第162話、登録

 私が出たいとしっかりと告げると、お爺さんは目を瞑って考える様子を見せた。

 少しドキドキしながら待っていると、目を開き真剣な表情を私に向ける。


「なあ嬢ちゃん。四肢が無くなるってのは、生半可な苦痛じゃないんだぜ。死ぬ覚悟なんて言葉で言うのは簡単だが、死んじまったら全部終わりなんだぜ。それでも、良いのか?」

「手足が、無くなる感覚は、知って、ます」

「・・・なに?」

「私の手足は、もう無い、です。目も、無い、です。死の恐怖は、何度も、知って、ます」

「っ、まさか・・・その手足も魔道具か!?」

「あ、えっと、はい」


 そういえば闘技場では靴下も手袋も無事だったから、お爺さんには見せていなかった。

 お爺さんは私の手足が有ると思っていたらしい。けど既に無いのだから気にする必要は無い。

 死の恐怖も何度も味わっている。食べられない期間が長かった時が一番危なかった。

 何て以前の事を思い出していると、お爺さんはギロリとリーディッドさんに目を向けた。


「・・・おい、アンタ名前は?」

「リーディッドと申します」

「そうかい。
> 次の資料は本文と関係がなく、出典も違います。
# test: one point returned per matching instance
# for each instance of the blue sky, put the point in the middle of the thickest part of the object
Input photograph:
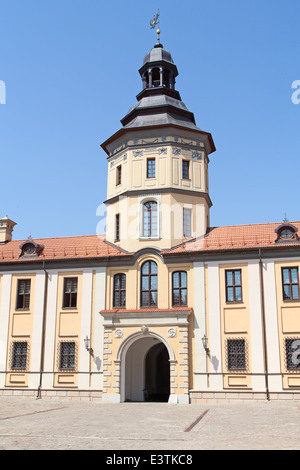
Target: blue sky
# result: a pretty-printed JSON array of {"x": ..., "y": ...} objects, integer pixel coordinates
[{"x": 70, "y": 69}]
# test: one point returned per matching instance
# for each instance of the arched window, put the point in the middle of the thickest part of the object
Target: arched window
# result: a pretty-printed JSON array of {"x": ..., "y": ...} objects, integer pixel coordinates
[
  {"x": 149, "y": 284},
  {"x": 150, "y": 228},
  {"x": 119, "y": 295},
  {"x": 179, "y": 288}
]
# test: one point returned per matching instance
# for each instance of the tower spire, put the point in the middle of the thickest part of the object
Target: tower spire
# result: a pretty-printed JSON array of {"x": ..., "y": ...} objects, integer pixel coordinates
[{"x": 155, "y": 22}]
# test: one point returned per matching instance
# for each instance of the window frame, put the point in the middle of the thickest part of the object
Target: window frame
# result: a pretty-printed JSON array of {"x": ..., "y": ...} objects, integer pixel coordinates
[
  {"x": 290, "y": 366},
  {"x": 23, "y": 355},
  {"x": 185, "y": 171},
  {"x": 233, "y": 286},
  {"x": 150, "y": 290},
  {"x": 180, "y": 288},
  {"x": 185, "y": 211},
  {"x": 236, "y": 355},
  {"x": 118, "y": 175},
  {"x": 119, "y": 290},
  {"x": 290, "y": 284},
  {"x": 117, "y": 227},
  {"x": 151, "y": 171},
  {"x": 70, "y": 356},
  {"x": 23, "y": 297},
  {"x": 68, "y": 305},
  {"x": 149, "y": 232}
]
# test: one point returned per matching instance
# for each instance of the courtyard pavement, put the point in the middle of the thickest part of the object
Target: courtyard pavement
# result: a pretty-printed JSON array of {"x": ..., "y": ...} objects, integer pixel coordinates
[{"x": 48, "y": 424}]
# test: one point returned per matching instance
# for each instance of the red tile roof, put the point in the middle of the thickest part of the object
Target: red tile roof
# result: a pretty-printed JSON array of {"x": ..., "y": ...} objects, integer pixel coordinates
[
  {"x": 236, "y": 237},
  {"x": 81, "y": 247}
]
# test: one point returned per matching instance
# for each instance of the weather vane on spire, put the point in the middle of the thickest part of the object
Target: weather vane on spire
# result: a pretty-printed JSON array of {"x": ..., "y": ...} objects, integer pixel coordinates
[{"x": 155, "y": 22}]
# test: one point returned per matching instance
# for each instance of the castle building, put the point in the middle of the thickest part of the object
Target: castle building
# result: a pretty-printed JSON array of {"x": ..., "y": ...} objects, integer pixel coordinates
[{"x": 162, "y": 307}]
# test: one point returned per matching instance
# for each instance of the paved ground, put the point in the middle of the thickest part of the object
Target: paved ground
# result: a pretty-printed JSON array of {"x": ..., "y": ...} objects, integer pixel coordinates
[{"x": 27, "y": 423}]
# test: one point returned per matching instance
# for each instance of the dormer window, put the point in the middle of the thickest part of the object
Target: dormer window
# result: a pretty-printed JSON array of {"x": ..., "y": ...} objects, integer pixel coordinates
[
  {"x": 30, "y": 249},
  {"x": 286, "y": 232}
]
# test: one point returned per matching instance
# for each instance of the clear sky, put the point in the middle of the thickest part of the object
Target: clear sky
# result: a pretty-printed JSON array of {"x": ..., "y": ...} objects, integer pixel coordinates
[{"x": 70, "y": 69}]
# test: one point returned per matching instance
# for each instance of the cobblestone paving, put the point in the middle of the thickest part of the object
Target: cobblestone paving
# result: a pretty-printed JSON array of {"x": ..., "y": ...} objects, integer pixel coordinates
[{"x": 30, "y": 424}]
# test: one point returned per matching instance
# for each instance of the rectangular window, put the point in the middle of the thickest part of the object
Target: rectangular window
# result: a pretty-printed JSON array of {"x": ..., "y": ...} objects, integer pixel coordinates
[
  {"x": 292, "y": 350},
  {"x": 185, "y": 169},
  {"x": 19, "y": 355},
  {"x": 236, "y": 354},
  {"x": 118, "y": 175},
  {"x": 187, "y": 222},
  {"x": 23, "y": 294},
  {"x": 179, "y": 288},
  {"x": 290, "y": 283},
  {"x": 119, "y": 296},
  {"x": 70, "y": 292},
  {"x": 67, "y": 355},
  {"x": 117, "y": 228},
  {"x": 151, "y": 168},
  {"x": 233, "y": 280}
]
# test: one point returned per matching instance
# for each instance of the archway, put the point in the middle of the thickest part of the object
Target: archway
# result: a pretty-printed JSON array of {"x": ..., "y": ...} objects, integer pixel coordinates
[
  {"x": 146, "y": 372},
  {"x": 157, "y": 374}
]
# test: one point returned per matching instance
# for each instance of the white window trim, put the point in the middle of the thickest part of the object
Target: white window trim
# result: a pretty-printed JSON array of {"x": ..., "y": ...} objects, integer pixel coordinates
[{"x": 142, "y": 200}]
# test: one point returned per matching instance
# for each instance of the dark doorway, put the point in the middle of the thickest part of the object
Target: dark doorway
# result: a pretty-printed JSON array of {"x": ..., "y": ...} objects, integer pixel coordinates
[{"x": 157, "y": 374}]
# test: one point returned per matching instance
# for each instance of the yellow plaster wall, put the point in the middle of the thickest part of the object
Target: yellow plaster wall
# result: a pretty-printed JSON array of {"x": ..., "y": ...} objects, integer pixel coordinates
[
  {"x": 235, "y": 324},
  {"x": 133, "y": 282},
  {"x": 288, "y": 323},
  {"x": 20, "y": 329},
  {"x": 68, "y": 325}
]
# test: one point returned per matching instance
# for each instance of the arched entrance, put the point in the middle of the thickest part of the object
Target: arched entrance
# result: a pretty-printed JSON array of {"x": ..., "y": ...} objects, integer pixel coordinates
[
  {"x": 146, "y": 371},
  {"x": 157, "y": 374}
]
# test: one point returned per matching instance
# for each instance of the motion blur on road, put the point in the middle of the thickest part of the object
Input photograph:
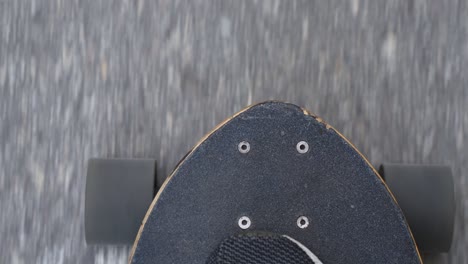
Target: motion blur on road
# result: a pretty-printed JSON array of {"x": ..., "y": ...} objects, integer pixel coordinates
[{"x": 140, "y": 78}]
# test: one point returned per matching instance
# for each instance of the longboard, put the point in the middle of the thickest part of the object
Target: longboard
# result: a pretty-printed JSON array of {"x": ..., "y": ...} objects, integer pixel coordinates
[{"x": 280, "y": 167}]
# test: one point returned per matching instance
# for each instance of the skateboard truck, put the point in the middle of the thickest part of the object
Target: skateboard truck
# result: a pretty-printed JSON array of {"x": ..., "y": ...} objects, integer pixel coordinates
[{"x": 119, "y": 192}]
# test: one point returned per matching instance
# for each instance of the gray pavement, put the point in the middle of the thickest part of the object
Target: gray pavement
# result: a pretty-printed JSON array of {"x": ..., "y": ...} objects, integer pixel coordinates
[{"x": 140, "y": 78}]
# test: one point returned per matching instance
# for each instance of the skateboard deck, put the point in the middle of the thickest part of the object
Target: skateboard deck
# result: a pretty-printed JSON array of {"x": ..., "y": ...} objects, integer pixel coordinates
[{"x": 275, "y": 163}]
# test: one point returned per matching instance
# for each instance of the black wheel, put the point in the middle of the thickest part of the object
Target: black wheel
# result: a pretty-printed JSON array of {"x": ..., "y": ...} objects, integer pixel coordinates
[
  {"x": 118, "y": 194},
  {"x": 426, "y": 196}
]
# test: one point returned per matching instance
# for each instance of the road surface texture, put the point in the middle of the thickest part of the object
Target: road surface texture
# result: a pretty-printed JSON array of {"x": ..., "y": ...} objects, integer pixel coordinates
[{"x": 140, "y": 78}]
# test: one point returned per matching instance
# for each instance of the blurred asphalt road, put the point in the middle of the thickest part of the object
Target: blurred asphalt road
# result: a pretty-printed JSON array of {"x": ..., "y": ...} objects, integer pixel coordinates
[{"x": 140, "y": 78}]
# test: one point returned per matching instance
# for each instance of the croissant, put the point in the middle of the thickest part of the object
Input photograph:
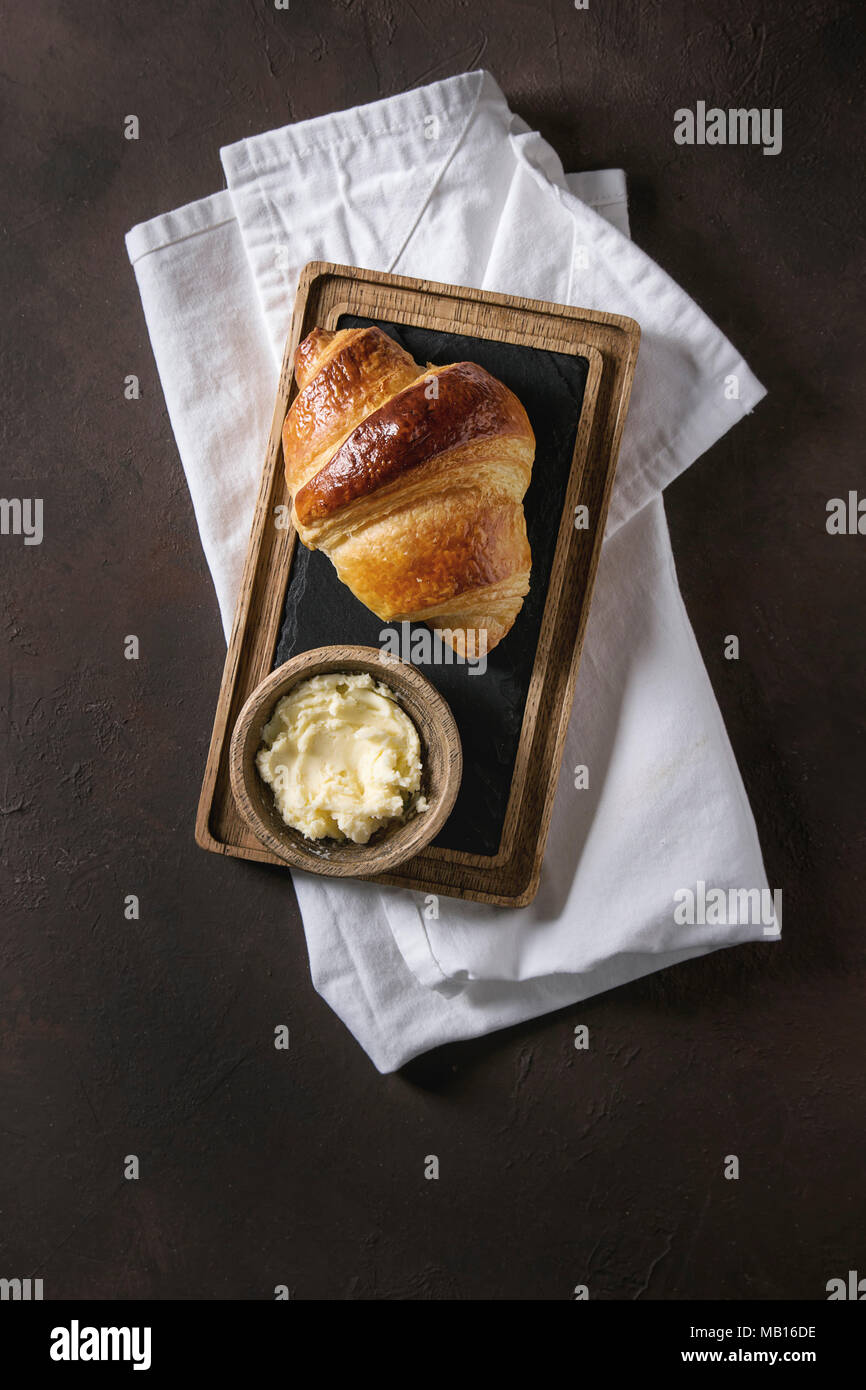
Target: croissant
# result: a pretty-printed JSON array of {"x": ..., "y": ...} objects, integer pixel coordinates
[{"x": 412, "y": 481}]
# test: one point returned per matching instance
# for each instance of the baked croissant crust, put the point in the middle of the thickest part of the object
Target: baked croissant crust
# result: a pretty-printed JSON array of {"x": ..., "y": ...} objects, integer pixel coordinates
[{"x": 412, "y": 481}]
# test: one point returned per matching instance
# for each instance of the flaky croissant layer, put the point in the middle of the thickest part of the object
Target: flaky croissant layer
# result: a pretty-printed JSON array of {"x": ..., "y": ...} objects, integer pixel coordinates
[{"x": 412, "y": 481}]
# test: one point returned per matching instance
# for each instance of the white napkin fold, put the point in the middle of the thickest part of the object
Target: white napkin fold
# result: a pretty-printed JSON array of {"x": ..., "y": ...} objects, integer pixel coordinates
[{"x": 445, "y": 182}]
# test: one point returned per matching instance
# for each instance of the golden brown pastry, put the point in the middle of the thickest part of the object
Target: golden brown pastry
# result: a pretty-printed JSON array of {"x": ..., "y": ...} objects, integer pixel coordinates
[{"x": 412, "y": 480}]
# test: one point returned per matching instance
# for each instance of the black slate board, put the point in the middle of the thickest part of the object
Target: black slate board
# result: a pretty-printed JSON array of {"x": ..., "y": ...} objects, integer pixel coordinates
[{"x": 488, "y": 706}]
なあリーディッド。嬢ちゃんを、魔道具使いを、古代魔道具使いを闘技場に出す。その意味が解って出させるんだろうな。嬢ちゃんもその意味を理解しているんだろうな」

「グロリアさんは理解しておられないでしょうね」

「ああ? おい小娘、ふざけてんじゃ―――――」

「グロリアさんが望んだ。それ以上に優先する理由が有りますか?」


 お爺さんは一瞬険しい顔で声を荒げるも、酷く冷たい声のリーディッドさんに遮られた。

 むしろ驚いて仰け反っていて、彼女の迫力に呑まれている様に見える。


「後の些事は我々が対処するだけの話です。それともその程度の事が出来ないのに、彼女を誘ったと言うのですか。それこそふざけるなよジジイ。人に凄む前に自分の仕事を考えろ。てめえが考えるべきは、この件を引き受けられるのかどうかだ。今試されてるのは自分だと自覚しろ」

『・・・今日は随分と攻撃的だな。相手に合わせている、といった所か?』


 前に一度だけ見た、何時もの怖さとは少し違う怖さのリーディッドさん。

 丁寧な口調じゃなくて、荒々しい言葉遣いでお爺さんを睨みつける。

 お爺さんはそんな彼女の変貌に一瞬固まり、けれど溜息を吐くと頭を掻きながら口を開いた。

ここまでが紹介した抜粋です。